My small town – Strawberry Point, home of the “world’s largest strawberry!” – is located in the corner of one of the poorest counties in Iowa. Although my parents are teachers, a job that in most respects pays horribly, we were relatively affluent. I knew I would go to college, a private college if I wished, and get out of my poor little community. I have an older friend – Summer – who did that very thing: she graduated, went to Drake, studied abroad, traveled the world, earned her master’s degree. And yet she returned, after all of her worldly experiences, to small-town Iowa.

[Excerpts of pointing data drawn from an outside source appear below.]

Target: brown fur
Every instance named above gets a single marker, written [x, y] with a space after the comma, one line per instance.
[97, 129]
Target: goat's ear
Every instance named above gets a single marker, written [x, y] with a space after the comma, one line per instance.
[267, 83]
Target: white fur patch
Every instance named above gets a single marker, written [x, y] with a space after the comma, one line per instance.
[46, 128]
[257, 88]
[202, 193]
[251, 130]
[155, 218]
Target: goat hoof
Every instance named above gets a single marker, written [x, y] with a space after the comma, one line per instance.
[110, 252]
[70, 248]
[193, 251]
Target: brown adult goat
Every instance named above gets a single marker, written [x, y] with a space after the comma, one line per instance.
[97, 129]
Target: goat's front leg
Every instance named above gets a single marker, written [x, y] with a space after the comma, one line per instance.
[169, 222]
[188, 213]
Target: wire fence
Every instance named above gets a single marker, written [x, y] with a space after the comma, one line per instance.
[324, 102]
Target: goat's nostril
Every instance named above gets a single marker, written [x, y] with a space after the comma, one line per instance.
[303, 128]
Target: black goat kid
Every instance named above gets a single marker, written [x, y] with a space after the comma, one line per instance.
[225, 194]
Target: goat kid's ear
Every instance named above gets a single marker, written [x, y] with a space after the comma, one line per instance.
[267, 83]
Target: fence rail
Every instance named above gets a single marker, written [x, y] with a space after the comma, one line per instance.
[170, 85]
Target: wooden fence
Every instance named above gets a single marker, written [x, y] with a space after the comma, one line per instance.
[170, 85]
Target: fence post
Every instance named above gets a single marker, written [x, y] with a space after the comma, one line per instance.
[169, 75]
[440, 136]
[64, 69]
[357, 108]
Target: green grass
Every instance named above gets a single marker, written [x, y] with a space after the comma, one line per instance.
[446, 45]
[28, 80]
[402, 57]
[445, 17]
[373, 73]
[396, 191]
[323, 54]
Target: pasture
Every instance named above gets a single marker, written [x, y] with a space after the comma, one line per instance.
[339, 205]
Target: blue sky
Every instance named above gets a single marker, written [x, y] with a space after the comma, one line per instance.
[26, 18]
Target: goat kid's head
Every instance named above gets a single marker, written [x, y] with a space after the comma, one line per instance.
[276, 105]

There is a quaintness, a quietness, a tranquility in my little corner that I have yet to experience anywhere else. Friends from big cities may scoff, but I love my town. I love that I can walk the streets in the dark, with nobody around but the lightning bugs and streetlamps. I love that raccoons steal from our birdfeeder, that deer nibble on my mother’s carefully tended flowers, that baby owlets are taught to hunt right outside my kitchen window.
The summer after my first year of college, on a balmy, cloudless, moonless night, Summer and I clambered into her dad’s beat-up pickup, rolled down the windows, and drove out to her family’s farm. We didn’t stop at the driveway; we drove on a grassy path that meandered through their cornfield. We stopped, climbed into the bed of the truck, and looked at the stars. It seems cliché, but we did it nonetheless. We didn’t talk. We just watched.
As I lay in a dirty truck bed smelling cow shit and hay, crickets chirped merrily and lightning bugs flickered in a mirror reflection of the ocean of stars above me. The Milky Way sprinkled and weaved its lazy, river way across the sky, punctuated by Cassiopeia, the Big Dipper, and the reliable North Star. Occasionally, a meteor, a falling star, would flash, and we made silent wishes.
There are no stars in cities, no grass between your toes, no heady aroma of fresh dirt, only the grime of dust and smog. There is an uncomfortable disconnect from nature. My communion with nature is essential to my continuing relationship with my home, my planet, my Earth. If I don’t experience it – if I don’t stargaze – I have lost my connection with myself.
I am traveling to South Africa soon, and although this means leaving the comfortable security of my strawberry town, I realized something recently. The stars I see here won’t be in South Africa. In the southern hemisphere, I’ll be sleeping under a completely new set of stars. The country is different, new, but I can’t wait to walk out into the African savannah, lay down on familiar dirt, familiar grass, and stargaze.